W Sejmie kończą się obecnie prace nad ustawą o grupach producentów rolnych i ich związkach. Projekt przewiduje tworzenie w Polsce grup producentów rolnych, których celem będzie dostosowywanie produkcji produktów rolnych do warunków rynkowych, poprawa efektywności gospodarowania, planowanie produkcji, podnoszenie ilości i jakości plonów i produktów, koncentracja podaży i organizacja sprzedaży. Przewiduje się także wspólne użytkowanie maszyn i narzędzi w tychże grupach, bądź tworzenie odrębnych grup tylko dla tego celu.
Niestety, wiele rozwiązań zawartych w projekcie budzi nadal wątpliwości, a wręcz niekiedy zastrzeżenia i brak zgody na ich przyjęcie. Powinna ona bowiem stymulować pozytywne przemiany w rolnictwie i wielofunkcyjny rozwój wsi, a nie zachowywać, zamrażać aktualny, zły stan, przy krótkotrwałej poprawie nastrojów zainteresowanych. Kontrowersyjne na przykład, są przepisy dotyczące rejestracji grup, pomocy finansowej dla nich i prowadzonej nad nimi kontroli oraz nadzoru, zwłaszcza w kontekście korzystania z pomocy publicznej, a więc z pieniędzy, które mają otrzymywać z budżetu państwa i pomocy zagranicznej.
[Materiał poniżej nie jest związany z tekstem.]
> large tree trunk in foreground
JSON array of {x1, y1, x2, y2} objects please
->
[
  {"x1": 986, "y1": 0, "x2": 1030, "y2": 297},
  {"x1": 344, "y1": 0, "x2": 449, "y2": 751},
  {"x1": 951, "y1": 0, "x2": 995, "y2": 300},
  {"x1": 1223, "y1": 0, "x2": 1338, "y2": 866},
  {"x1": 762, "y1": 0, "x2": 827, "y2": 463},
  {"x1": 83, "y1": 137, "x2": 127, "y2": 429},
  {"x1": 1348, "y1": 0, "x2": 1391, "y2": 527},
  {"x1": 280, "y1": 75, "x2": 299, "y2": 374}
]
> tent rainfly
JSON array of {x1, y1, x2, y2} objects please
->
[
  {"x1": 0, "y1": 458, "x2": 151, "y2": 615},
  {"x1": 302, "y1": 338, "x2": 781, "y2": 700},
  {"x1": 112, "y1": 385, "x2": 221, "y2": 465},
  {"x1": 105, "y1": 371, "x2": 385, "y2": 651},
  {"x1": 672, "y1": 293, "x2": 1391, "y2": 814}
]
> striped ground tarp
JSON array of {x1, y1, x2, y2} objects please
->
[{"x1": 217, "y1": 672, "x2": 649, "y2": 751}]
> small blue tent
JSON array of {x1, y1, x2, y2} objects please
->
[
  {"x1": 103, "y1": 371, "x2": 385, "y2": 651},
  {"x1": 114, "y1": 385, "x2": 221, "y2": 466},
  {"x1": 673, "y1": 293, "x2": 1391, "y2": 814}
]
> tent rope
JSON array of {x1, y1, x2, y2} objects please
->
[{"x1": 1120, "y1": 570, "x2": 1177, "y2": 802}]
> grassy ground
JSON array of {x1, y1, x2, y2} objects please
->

Nie ma bowiem jasnych przepisów mówiących o rozliczeniu otrzymanych środków, zwrocie źle lub niezgodnie z prawem albo przeznaczeniem wykorzystywanej pomocy, itp.
Mimo, że bardziej zajmuję się gospodarką niż rolnictwem, to jednak spędziłem wiele miesięcy pracy w komisjach nad tą ustawą. Jej obecne przepisy w dużej mierze są skutkiem moich propozycji. Ostatnie, zgłoszone w drugim czytaniu były już rozpatrywane przez komisje sejmowe i trafią do głosowania w Sejmie. Mam nadzieję, iż po niezbędnym dopracowaniu, ustawa ujrzy wreszcie światło dzienne i zacznie dobrze służyć tym rolnikom, którzy będą chcieli skorzystać z możliwości w niej zawartych. Wtedy, nie będzie to już tyko moda, lecz zimna, ekonomiczna kalkulacja. I tak powinno być.